La mise en place du Secrétariat permanent pour la prévention des risques industriels (SPPPI) et du plan de réduction des pollutions industrielles a porté ses fruits avec une très nette diminution des flux de contaminants. La pêche a pu être à nouveau autorisée à compter de 1994, à l’exclusion de l’étang de Bolmon et du canal du Rove du fait du risque toxique généré par les blooms bactériens. Les riverains font valoir des nuisances olfactives durant les périodes les plus chaudes de l’année, et les usages nautiques sur le canal sont contraints par l’image d’une eau de qualité excessivement médiocre.

2010 :

Une nouvelle série de quotas est mise en place pour limiter les apports d’eau douce et de limons par la centrale hydro-électrique de Saint-Chamas. La salinité de l’étang de Berre est maintenue entre 15 et 25 tout au long de l’année. Le Bolmon qui reste isolé se maintient à des salinités faibles, comprises entre 2,5 et 23 selon les stations et leur proximité avec l’embouchure de la Cadière ou le lido du Jaï. Le canal du Rove affiche une salinité moyenne généralement inférieure à celle de l’étang de Berre (comprise entre 13 et 21), avec une variabilité interannuelle très forte.
L’étang de Berre reste un milieu globalement eutrophe avec néanmoins une diminution des teneurs en sels nutritifs liée à la réduction des apports. Pour autant, les peuplements benthiques montrent peu d’évolution et sont très dégradés. L’étang de Bolmon reste à un stade trophique avancé, les herbiers de P. pectinatus sont ponctuellement présents dans les secteurs les moins confinés de l’étang, les invertébrés benthiques sont rares ou absents.


Une salinité variable


L’analyse de cette trajectoire historique montre que la salinité des milieux aquatiques, résultante du mélange des apports d’eau douce du bassin versant et d’eau de mer du golfe de Fos, s’est modifiée tout au long de l’histoire du fait des aménagements réalisés : l’approfondissement du chenal de Caronte entre 1863 et 1925, et donc l’augmentation des entrées d’eau de mer a généré un accroissement de la salinité des étangs de Berre et de Bolmon, liés entre eux par les bourdigues.
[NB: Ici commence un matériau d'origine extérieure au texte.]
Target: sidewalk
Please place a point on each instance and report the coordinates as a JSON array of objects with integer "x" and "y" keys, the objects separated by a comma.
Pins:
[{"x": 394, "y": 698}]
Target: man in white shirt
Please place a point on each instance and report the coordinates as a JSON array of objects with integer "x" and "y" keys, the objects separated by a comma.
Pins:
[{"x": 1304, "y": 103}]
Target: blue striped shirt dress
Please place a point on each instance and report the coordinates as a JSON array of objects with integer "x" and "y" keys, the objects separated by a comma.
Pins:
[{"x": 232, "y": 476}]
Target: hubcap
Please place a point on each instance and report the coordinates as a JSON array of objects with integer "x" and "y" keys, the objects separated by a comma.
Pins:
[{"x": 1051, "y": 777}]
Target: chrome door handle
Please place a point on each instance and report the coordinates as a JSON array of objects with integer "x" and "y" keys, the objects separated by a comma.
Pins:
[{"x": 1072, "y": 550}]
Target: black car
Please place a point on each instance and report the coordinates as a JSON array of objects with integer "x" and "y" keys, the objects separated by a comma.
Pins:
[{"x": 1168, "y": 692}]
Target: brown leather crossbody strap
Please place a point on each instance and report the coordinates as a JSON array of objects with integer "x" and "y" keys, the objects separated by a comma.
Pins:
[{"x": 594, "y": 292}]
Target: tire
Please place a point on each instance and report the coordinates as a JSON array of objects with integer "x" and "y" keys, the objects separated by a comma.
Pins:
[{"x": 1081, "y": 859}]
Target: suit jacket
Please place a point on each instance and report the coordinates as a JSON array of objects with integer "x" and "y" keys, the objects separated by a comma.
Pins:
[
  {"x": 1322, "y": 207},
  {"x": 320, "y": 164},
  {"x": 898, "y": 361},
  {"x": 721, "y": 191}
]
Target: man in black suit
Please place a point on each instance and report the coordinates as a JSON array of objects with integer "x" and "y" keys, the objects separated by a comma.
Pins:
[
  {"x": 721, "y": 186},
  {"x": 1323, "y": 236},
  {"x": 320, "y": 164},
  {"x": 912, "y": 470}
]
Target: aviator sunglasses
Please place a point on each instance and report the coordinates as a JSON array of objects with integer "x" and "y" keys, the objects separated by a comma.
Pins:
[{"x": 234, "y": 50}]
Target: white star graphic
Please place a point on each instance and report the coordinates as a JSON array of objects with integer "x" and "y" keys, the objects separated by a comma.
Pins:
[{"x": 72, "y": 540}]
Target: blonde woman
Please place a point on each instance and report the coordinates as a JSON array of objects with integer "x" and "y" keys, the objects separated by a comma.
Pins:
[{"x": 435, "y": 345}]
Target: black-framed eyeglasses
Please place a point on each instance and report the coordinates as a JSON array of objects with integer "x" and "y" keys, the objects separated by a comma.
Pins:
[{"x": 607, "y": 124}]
Le Bolmon, inclus dans Berre, est d’une salinité plus basse et plus variable du fait de la forte influence de la Cadière.
Entre 1925, année où les grandes infrastructures de navigation sont achevées et 1966, début des rejets massifs d’eau douce par la centrale EDF de Saint-Chamas, l’étang de Berre présente une salinité élevée et stable (32 ± 4) avec une biocénose SVMC. La salinité de l’étang de Bolmon est également élevée, jusqu’à 35 en été, mais également plus variable avec des dessalures à 8 lors des crues de la Cadière. De ce fait les peuplements sont de type LEE.
A partir de 1966 l’étang de Berre souffre d’une baisse de la salinité globale, mais surtout d’amplitudes de variation extrêmes. Le Bolmon est globalement dessalé, sous l’influence de l’étang de Berre, et de l’arrêt des échanges d’eau de mer par le tunnel du Rove effondré en 1963. On notera que la salinité du Bolmon remonte légèrement depuis 2005, de façon concomitante à celle de l’étang de Berre en raison de la diminution des apports d’eau douce de la centrale EDF.

Cette salinité changeante du fait des aménagements a généré des modifications dans les assemblages biocénotiques. Ce paramètre reste prépondérant vis-à-vis de l’atteinte d’écosystèmes équilibrés, en particulier dans l’étang de Berre et dans le canal du Rove qui souffrent encore de variations temporelles de grande amplitude et d’une stratification importante.